We are cognizant that Congress last extended many of these clean-energy tax credits with the understanding that they would eventually begin to be phased out. However, for many of us who served in 2015 when that bipartisan, bicameral agreement was reached, the facts on the ground have now changed demonstrably. The latest extension and phase-out of these clean-energy tax credits were intended to serve as a bridge to the implementation of the EPA’s Clean Power Plan (CPP), among a suite of other regulations and policies to reduce carbon emissions. This is no longer the case.

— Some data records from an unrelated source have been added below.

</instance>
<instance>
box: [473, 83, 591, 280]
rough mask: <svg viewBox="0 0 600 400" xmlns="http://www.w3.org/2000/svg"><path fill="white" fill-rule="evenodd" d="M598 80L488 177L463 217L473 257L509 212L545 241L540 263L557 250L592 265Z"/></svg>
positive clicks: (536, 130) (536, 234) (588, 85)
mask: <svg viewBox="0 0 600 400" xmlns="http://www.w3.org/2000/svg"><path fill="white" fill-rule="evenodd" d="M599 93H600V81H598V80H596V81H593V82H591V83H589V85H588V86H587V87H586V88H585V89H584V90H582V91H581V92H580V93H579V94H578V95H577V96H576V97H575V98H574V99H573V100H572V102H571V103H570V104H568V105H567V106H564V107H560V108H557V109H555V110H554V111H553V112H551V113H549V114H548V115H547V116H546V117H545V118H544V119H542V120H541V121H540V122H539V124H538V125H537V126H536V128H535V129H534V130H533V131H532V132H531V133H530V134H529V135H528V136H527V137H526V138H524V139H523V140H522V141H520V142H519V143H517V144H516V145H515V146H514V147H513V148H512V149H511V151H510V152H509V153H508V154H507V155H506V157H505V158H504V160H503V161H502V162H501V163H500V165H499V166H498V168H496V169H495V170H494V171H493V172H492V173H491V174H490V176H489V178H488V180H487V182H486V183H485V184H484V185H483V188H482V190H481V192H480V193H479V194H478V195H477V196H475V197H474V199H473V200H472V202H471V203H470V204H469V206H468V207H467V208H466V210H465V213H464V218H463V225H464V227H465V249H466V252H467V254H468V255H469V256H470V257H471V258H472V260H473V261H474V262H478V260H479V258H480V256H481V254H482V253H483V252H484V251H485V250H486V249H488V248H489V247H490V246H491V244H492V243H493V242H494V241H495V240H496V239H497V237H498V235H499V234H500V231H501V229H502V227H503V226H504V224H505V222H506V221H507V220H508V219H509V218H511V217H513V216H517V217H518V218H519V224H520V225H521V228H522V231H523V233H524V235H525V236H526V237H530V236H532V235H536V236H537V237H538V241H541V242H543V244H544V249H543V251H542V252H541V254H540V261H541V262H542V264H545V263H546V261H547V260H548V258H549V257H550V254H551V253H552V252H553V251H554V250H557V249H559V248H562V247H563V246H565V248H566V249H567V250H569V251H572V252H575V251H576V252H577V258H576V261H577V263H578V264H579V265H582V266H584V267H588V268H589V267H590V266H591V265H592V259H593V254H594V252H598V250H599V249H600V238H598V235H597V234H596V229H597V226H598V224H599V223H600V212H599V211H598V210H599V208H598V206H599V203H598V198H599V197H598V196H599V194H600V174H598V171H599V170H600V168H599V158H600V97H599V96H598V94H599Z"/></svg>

The Trump Administration’s efforts to undermine the CPP and other commonsense safeguards for new and existing power plants, relax fuel economy standards for cars and trucks, curtail potent methane emissions, and withdraw the United States from the Paris Climate Accords have fundamentally altered the framework by which the 2015 agreement was reached. As such, we would encourage the Ways and Means Committee to continue tax incentives for clean-energy technologies in order for the United States to remain on track to meet its commitments under the Obama Administration to the Paris Climate Accords.
We appreciate your consideration of this request, and look forward to working with you and other Members of the Committee to advance common sense legislation that invests in home-grown clean energy.